Is there any reason not to use fixed width integer types (e.g. uint8_t)?
Asked Answered
D

6

64

Assuming you're using a compiler that supports C99 (or even just stdint.h), is there any reason not to use fixed-width integer types such as uint8_t?

One reason that I'm aware of is that it makes much more sense to use chars when dealing with characters instead of using (u)int8_ts, as mentioned in this question.

But if you are planning on storing a number, when would you want to use a type that you don't know how big it is? I.e. In what situation would you want to store a number in an unsigned short without knowing if it is 8, 16, or even 32 bits, instead of using a uint16t?

Following on from this, is it considered better practice to use fixed-width integers, or to use the normal integer types and just never assume anything and use sizeof wherever you need to know how many bytes they are using?

Duisburg answered 16/11, 2012 at 9:13 Comment(2)
possible duplicate of Reasons to use (or not) stdintAlarum
Also see this question Exotic architectures the standard committee cares aboutGambetta
S
47

It's actually quite common to store a number without needing to know the exact size of the type. There are plenty of quantities in my programs that I can reasonably assume won't exceed 2 billion, or enforce that they don't. But that doesn't mean I need an exact 32 bit type to store them, any type that can count to at least 2 billion is fine by me.

If you're trying to write very portable code, you must bear in mind that the fixed-width types are all optional.

On a C99 implementation where CHAR_BIT is greater than 8 there is no int8_t. The standard forbids it to exist because it would have to have padding bits, and intN_t types are defined to have no padding bits (7.18.1.1/1). uint8_t therefore also forbidden because (thanks, ouah) an implementation is not permitted to define uint8_t without int8_t.

So, in very portable code, if you need a signed type capable of holding values up to 127 then you should use one of signed char, int, int_least8_t or int_fast8_t according to whether you want to ask the compiler to make it:

  • work in C89 (signed char or int)
  • avoid surprising integer promotions in arithmetic expressions (int)
  • small (int_least8_t or signed char)
  • fast (int_fast8_t or int)

The same goes for an unsigned type up to 255, with unsigned char, unsigned int, uint_least8_t and uint_fast8_t.

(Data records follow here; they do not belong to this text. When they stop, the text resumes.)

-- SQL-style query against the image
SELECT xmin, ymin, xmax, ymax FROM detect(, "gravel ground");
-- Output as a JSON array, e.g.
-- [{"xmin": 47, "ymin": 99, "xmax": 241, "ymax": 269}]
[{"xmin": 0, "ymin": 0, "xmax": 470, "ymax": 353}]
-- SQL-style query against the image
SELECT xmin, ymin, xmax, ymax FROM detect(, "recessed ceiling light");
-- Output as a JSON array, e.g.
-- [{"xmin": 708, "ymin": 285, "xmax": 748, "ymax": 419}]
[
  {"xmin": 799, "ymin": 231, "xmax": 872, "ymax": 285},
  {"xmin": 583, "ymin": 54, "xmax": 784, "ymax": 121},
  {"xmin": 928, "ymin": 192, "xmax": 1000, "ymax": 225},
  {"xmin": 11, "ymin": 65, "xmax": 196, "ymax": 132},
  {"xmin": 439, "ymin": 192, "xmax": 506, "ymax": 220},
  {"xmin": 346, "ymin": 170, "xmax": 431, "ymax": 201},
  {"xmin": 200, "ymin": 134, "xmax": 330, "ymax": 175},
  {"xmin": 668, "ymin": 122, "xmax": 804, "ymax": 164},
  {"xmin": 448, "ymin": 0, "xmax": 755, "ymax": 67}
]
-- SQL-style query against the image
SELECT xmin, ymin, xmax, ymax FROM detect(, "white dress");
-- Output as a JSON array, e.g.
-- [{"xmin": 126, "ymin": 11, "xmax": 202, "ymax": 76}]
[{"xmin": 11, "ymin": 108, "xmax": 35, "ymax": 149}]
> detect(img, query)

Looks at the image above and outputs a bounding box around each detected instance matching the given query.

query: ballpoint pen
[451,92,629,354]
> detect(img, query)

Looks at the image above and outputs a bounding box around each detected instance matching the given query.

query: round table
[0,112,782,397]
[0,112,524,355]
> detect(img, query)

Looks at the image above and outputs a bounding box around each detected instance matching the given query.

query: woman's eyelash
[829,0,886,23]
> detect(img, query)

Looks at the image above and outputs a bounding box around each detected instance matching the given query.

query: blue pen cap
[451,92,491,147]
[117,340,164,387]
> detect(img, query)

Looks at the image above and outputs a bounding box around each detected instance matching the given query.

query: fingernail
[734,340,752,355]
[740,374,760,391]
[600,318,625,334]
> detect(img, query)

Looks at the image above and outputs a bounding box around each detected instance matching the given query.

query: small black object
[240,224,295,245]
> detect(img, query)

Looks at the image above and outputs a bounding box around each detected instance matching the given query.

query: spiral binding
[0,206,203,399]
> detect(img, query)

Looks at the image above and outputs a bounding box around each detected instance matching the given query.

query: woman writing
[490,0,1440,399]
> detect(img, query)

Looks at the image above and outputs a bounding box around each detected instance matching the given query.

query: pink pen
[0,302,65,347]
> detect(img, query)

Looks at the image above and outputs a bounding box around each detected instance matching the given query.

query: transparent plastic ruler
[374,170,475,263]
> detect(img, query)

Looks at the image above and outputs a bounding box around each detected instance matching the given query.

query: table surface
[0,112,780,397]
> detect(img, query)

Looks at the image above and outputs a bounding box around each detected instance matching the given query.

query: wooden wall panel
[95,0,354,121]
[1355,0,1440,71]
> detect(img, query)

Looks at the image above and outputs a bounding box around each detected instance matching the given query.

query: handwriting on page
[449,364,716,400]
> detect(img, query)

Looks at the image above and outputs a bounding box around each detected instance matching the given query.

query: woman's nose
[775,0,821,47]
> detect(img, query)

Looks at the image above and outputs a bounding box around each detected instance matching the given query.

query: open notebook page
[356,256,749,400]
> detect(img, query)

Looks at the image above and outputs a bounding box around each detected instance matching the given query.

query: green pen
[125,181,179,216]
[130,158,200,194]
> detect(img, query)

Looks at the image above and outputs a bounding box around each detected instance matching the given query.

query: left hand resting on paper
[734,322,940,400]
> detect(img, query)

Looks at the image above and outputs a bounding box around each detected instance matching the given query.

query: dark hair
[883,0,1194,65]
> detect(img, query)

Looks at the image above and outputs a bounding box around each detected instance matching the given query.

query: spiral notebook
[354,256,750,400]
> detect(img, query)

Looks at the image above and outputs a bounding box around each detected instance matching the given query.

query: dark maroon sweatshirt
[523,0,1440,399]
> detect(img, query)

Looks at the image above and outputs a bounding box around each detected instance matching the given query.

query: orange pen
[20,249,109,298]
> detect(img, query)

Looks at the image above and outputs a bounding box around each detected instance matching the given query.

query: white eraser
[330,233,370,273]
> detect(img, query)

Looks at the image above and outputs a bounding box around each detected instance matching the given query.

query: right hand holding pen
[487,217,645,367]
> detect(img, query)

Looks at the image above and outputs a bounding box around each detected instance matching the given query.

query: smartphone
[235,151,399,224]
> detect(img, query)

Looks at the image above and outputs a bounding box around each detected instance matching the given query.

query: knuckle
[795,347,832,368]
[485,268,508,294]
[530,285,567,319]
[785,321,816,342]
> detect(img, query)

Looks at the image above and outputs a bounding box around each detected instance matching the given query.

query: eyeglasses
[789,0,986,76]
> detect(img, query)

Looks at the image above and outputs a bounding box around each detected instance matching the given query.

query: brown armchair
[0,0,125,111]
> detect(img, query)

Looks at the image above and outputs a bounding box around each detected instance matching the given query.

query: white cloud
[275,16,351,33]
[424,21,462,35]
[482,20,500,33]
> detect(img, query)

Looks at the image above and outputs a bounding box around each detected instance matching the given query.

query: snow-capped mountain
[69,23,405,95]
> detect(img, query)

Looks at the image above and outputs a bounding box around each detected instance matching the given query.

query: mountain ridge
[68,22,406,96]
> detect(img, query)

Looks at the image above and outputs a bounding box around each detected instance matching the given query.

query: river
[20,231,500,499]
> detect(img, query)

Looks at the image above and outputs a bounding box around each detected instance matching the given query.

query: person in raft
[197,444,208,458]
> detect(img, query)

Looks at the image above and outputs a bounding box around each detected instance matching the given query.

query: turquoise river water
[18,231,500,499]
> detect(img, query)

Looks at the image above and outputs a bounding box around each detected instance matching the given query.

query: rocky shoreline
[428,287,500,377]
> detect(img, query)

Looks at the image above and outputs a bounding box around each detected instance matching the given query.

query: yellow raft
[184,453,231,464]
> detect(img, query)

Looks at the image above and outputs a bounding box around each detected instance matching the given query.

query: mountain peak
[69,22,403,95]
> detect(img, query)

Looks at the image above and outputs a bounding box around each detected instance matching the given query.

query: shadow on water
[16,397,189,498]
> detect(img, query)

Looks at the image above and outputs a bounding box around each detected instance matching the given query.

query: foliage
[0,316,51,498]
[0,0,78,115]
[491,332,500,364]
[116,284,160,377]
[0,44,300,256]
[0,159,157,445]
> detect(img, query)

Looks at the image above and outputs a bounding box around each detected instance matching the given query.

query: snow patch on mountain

If you need modulo-256 arithmetic in very portable code, then you can either take the modulus yourself, mask bits, or play games with bitfields.

In practice, most people never need to write code that portable. At the moment CHAR_BIT > 8 only comes up on special-purpose hardware, and your general-purpose code won't get used on it. Of course that could change in future, but if it does I suspect that there is so much code that makes assumptions about Posix and/or Windows (both of which guarantee CHAR_BIT == 8), that dealing with your code's non-portability will be one small part of a big effort to port code to that new platform. Any such implementation is probably going to have to worry about how to connect to the internet (which deals in octets), long before it worries how to get your code up and running :-)

If you're assuming that CHAR_BIT == 8 anyway then I don't think there's any particular reason to avoid (u)int8_t other than if you want the code to work in C89. Even in C89 it's not that difficult to find or write a version of stdint.h for a particular implementation. But if you can easily write your code to only require that the type can hold 255, rather than requiring that it can't hold 256, then you might as well avoid the dependency on CHAR_BIT == 8.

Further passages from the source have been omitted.